On Wednesday, Major stock indexes experienced a notable decline after initially rising, as traders absorbed the implications of the Federal Reserve's announcements and listened to Chair Jerome Powell's subsequent press conference. The U.S. central bank decided to lower interest rates by a quarter percentage point to a range of 4.25%-4.50%; however, Powell emphasized that any future cuts would depend on significant progress in combating persistently high inflation. His comments hinted that policymakers are starting to consider the potential for substantial economic changes under a new Trump administration. The Dow Jones dropped 1,123 points, the S&P 500 decreased by nearly 3%, and the Nasdaq composite fell over 3.5%. Treasury yields saw an increase, with the 10-year yield rising 10 basis points to 4.49%, and the two-year yield also climbing 10 basis points to 4.34%, reflecting the market's adjustment to the Fed's rate outlook.

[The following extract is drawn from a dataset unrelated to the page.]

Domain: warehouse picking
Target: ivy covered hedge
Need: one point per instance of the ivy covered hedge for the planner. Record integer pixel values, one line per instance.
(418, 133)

The Fed and Powell were anticipated to announce a "hawkish" rate adjustment, predicting approximately half the rate easing for 2025 compared to the 100 basis points that had been estimated three months earlier. However, by the end of Powell's remarks, market expectations had shifted to only one 25-basis-point cut for the following year.
Powell described the decision as a "closer call," noting that the slower anticipated rate cuts next year were influenced by higher inflation forecasts for 2024. Thus, given the uncertain inflation outlook and the potential for slower rate cuts, investors may consider diversifying their portfolios to include assets that typically perform well during inflationary periods, such as commodities and inflation-protected securities. Additionally, investors will probably maintain a cautious approach to interest rate-sensitive investments.
In Asia trading hours, gold prices remained under pressure, hovering near one-month lows just above $2,600. The market reacted to the Fed's hawkish stance, which bolstered the U.S. dollar index. Despite this, gold is still viewed as an investment option heading into 2025 due to anticipate the more persistent inflation. Short-term support for gold is expected at $2,603.15, with resistance around $2,672.70.
Looking ahead, global oil and gas prices are projected to decline due to weakening energy demand, particularly from subdued consumption in China. However, potential military escalations in the Middle East or shifts in international sanctions could lead to increased price volatility. Currently, crude oil is trading below $70.00, with immediate support at $67.12, a level that proved resilient in May and June 2023. Should this level be broken, further support could emerge at $64.75 and $64.38, marking the low from earlier in 2023.